Anti-union forces are already mounting new attacks on labor for 2000

SALEM - Although the dust has barely settled on the 1998 November general election, anti-union forces are already mounting new attacks on labor for 2000.

"You could call it the full-employment act for Bill Sizemore," said Irv Fletcher, president of the Oregon AFL-CIO, referring to five new initiative petitions Sizemore, the defeated gubernatorial candidate and director of Oregon Taxpayers United, filed Nov. 17 with the secretary of state's office.

Sizemore also owns a business that contracts with political groups to collect petition signatures.

Four of 15 initiatives Sizemore has filed are direct attacks on labor unions.

The most serious is Initiative 25, a proposed constitutional amendment that would ban deductions from an employee's paycheck if any portion of it is used for a political purpose without the employee's written permission.

There is no mention of union dues in Initiative 25, but that's the intended target, Fletcher said. "It looks very similar to California's Proposition 226," said Fletcher. "It doesn't just target public employees."

The initiative would require union members who have dues deducted from their paychecks to sign annual written permission slips if any portion of those dues is used "for a political purpose."

A political purpose is described as any in-kind contributions and pass-through contributions through an affiliated organization used to lobby an elected official or spent collecting signatures for initiative petitions or discouraging electors from signing initiative petitions, or spent on direct mail and/or purchasing advertisements that support a political candidate or ballot measure.

Many local unions have agreements with employers to deduct union dues from paychecks.

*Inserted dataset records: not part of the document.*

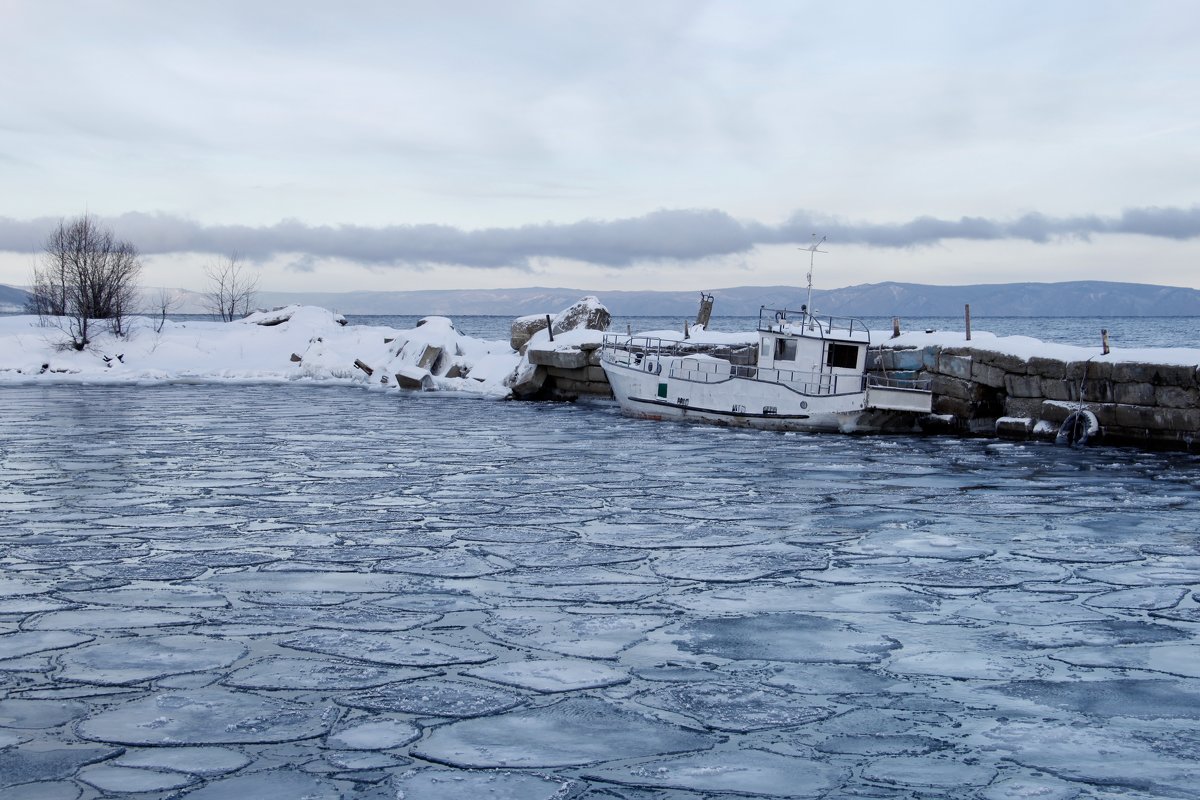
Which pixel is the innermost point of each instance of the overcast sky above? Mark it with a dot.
(609, 145)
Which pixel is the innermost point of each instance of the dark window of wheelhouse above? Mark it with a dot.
(841, 355)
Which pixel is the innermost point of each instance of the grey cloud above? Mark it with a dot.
(677, 235)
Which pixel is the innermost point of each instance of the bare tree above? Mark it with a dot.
(87, 274)
(165, 302)
(232, 288)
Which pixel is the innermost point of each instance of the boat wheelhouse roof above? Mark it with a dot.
(802, 323)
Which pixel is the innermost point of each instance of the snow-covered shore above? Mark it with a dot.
(263, 349)
(255, 350)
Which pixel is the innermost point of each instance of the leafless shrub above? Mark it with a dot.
(232, 288)
(87, 275)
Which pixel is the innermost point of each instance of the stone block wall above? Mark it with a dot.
(982, 391)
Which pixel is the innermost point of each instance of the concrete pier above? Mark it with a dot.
(985, 392)
(982, 391)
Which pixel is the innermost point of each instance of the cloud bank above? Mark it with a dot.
(671, 235)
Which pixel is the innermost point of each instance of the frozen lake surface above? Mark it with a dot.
(273, 593)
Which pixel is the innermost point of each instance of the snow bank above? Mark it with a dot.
(289, 344)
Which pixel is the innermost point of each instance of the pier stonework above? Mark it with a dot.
(982, 391)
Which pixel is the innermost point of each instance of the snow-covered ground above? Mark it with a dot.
(247, 352)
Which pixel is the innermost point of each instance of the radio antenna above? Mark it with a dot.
(814, 248)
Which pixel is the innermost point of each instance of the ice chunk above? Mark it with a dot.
(281, 673)
(274, 785)
(784, 637)
(1098, 755)
(432, 783)
(513, 534)
(193, 761)
(388, 649)
(963, 665)
(742, 708)
(576, 731)
(435, 602)
(154, 597)
(135, 660)
(1146, 599)
(921, 545)
(24, 713)
(124, 780)
(357, 618)
(924, 773)
(1182, 660)
(442, 565)
(207, 716)
(588, 636)
(377, 734)
(23, 643)
(736, 564)
(28, 763)
(551, 675)
(105, 619)
(558, 554)
(739, 771)
(1123, 697)
(1024, 612)
(444, 698)
(1032, 787)
(762, 596)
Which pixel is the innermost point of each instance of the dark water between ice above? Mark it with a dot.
(275, 593)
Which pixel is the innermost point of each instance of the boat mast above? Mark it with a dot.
(813, 252)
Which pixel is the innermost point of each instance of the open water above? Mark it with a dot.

Most locals are affiliated with either the Oregon AFL-CIO, a regional central labor council or building trades council, and those umbrella organizations typically lobby lawmakers, as well as sponsor and oppose legislation.

California voters turned down a "paycheck deception" measure similar to Sizemore's proposal and in Nevada the State Supreme Court ruled a similar measure unconstitutional.

Union political action committees spent more than $4 million in the last election cycle to defeat a Sizemore-sponsored ballot measure (59) that would have prohibited dues checkoffs by members of public employee unions and eliminated the popular Voters' Pamphlet.

But Sizemore has come right back with another version of Measure 59 - the only difference this time is a reference that the proposed new initiative (I-24) would not impact the Voters' Pamphlet.

Sizemore's Initiative 23 would repeal voter-approved (and labor-sponsored) Measure 63, which now requires all ballot measures that impose a two-thirds "super- majority" to pass future measures, must themselves be passed by a super-majority vote. I-23 would amend that, requiring only a simple majority vote on measures that impose a super-majority.

Another initiative (I-26) would require the contracting out of government services "if doing so would save taxpayers 15 percent or more." Calculations would have to include public employee compensation, occupancy costs of all buildings and other real estate using market rental rates.

The State Elections Division is in the process of reviewing the initiatives to make sure they comply with the "one subject only" rule. Once certified, Sizemore can begin gathering signatures to qualify the initiatives for the ballot in 2000.

The Elections Division is seeking public input on the one subject question for all five initiatives. Comments must be received no later than Wednesday, Dec. 9.